Serdyukov chimed in:
“In the course of five days [of the working week] you need to show the highest indicators, then this will be a particular stimulus for one who wants to pay a visit home on Saturday and Sunday.”
This policy is especially interesting . . . the possibility of the weekend pass is predicated on several things not really discussed during the Alabino visit. Working backward, the pass depends on successfully implementing a five-day working week for conscripts. Then on having conscripts serving relatively close to home in the first place. At least one voyenkom has already said conscripts from his republic don’t have this chance because they all serve outside their home borders. A prized weekend pass could also become one more thing to be bought and sold to the highest bidder, or briber. If implemented, this policy will be difficult to maintain in the face of soldiers who don’t return to the garrison or get into serious trouble while away from it.

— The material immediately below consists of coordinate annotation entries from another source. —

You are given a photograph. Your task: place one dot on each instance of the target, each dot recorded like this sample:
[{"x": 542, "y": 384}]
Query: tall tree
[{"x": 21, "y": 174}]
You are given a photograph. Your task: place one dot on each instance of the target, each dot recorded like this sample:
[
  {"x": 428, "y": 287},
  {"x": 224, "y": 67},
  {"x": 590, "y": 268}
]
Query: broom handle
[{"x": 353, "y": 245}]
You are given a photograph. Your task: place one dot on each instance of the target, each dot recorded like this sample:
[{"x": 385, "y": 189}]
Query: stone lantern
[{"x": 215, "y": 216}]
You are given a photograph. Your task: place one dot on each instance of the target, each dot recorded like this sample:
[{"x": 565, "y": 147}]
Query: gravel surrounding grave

A new conscript asked Medvedev if mobile phones are permitted in the army. The President asked him if he had one in his pocket, and the soldier replied yes. Medvedev responded, “Then why did you ask?” He continued:
“In fact these rules, as I understand, essentially are established at the unit level, at the level of the corresponding troop formation, but there are no bans on this issue.”
Gerasimov added that in the Moscow MD anyone may have a cell phone, but they may not be used during training or duty time.
Discussing training and physical conditioning, Serdyukov turned to one of his earliest initiatives at the Defense Ministry—relieving soldiers from essential nonmilitary duties like kitchen patrol, cleaning, groundskeeping, and utilities maintenance.
He mentioned the goal of moving to civilian service and support within 12-18 months in all Defense Ministry units, but “everything will depend on our financial condition. According to preliminary calculations, we have to make do in the bounds of our existing budget.”
“I think here it’s obvious to everyone that soldiers and officers need to serve the Motherland, be occupied with troop training, improve their physical conditioning, but questions of maintaining the sub-unit, generally, this is an issue which civilian organizations could do successfully for money, as this is done, incidentally, around the world. Then there won’t be problems with tiresome details and it’ll be possible to concentrate on fundamental service.”
Civilians already take care of the Taman brigade’s food service, and soon they will maintain its engineering networks, and provide cleaning services. Serdyukov indicated the FSB is working on licensing firms to work in closed facilities, and Oboronservis will work in remote garrisons where contractors can’t be found.